Verilog Coding Tips and Tricks: A Verilog Function for finding SQUARE ROOT

## Thursday, November 2, 2017

### UPDATE: A CLOCKED SQUARE ROOT CALCULATOR  IN VERILOG IS AVAILABLE HERE.

In Verilog, there are no built-in operator to find the square root of a number. There are algorithms for doing this, but you have to write the code from scratch.

Here, I want to share a Verilog function for finding the square root of a binary number. The function is based on "Non-Restoring Square Root algorithm". You can learn more about the algorithm from this paper. The function takes a 32 bit input number and returns a 16 bit square root. The block diagram of the algorithm is given below:

Here D is the input number. R is the remainder of the operation for non-perfect squares. Q contains the square root of 'D'.

The Verilog function along with the testbench code is given below:

module testbench;

reg [15:0] sqr;

//Verilog function to find square root of a 32 bit number.
//The output is 16 bit.
function [15:0] sqrt;
input [31:0] num;  //declare input
//intermediate signals.
reg [31:0] a;
reg [15:0] q;
reg [17:0] left,right,r;
integer i;
begin
//initialize all the variables.
a = num;
q = 0;
i = 0;
left = 0;   //input to adder/sub
right = 0;  //input to adder/sub
r = 0;  //remainder
//run the calculations for 16 iterations.
for(i=0;i<16;i=i+1) begin
right = {q,r[17],1'b1};
left = {r[15:0],a[31:30]};
a = {a[29:0],2'b00};    //left shift by 2 bits.
if (r[17] == 1) //add if r is negative
r = left + right;
else    //subtract if r is positive
r = left - right;
q = {q[14:0],!r[17]};
end
sqrt = q;   //final assignment of output.
end
endfunction //end of Function

//simulation-Apply inputs.
initial begin
sqr = sqrt(32'd4000000);    #100;
sqr = sqrt(32'd96100);  #100;
sqr = sqrt(32'd25); #100;
sqr = sqrt(32'd100000000);  #100;
sqr = sqrt(32'd33); #100;
sqr = sqrt(32'd3300);   #100;
sqr = sqrt(32'd330000); #100;
sqr = sqrt(32'd3300000000); #100;
end

endmodule

Simulation waveform:

The code was synthesised and simulated using Xilinx ISE 14.6.

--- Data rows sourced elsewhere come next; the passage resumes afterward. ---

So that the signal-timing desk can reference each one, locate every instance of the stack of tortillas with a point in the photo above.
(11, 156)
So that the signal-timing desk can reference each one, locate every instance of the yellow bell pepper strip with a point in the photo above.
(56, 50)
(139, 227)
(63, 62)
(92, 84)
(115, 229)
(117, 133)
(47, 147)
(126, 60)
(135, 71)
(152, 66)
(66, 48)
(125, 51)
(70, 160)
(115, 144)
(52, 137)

From the waveform, you can see that, for perfect squares we get the exact square root as result. But for other inputs, there is an error of +/- 1.

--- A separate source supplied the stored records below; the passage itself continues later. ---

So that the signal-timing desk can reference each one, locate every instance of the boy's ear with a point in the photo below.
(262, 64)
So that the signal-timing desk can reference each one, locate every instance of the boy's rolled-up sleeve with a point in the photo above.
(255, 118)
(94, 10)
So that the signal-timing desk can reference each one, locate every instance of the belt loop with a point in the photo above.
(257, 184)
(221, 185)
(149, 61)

Another way to increase the precision is adding multiples of two zeros to the right of input.

Notice the last 4 inputs in the testbench.

Actual Square root of 33 = 5.7445, But we get 5.
Further for input, 3300 we get 57 as output. Adding 2 zeros we get one fractional digit in the output.
Further for input, 330000 we get 574 as output. Adding 4 zeros we get two fractional digits in the output.
Further for input, 3300000000 we get 57445 as output. Adding 8 zeros we get four fractional digits in the output.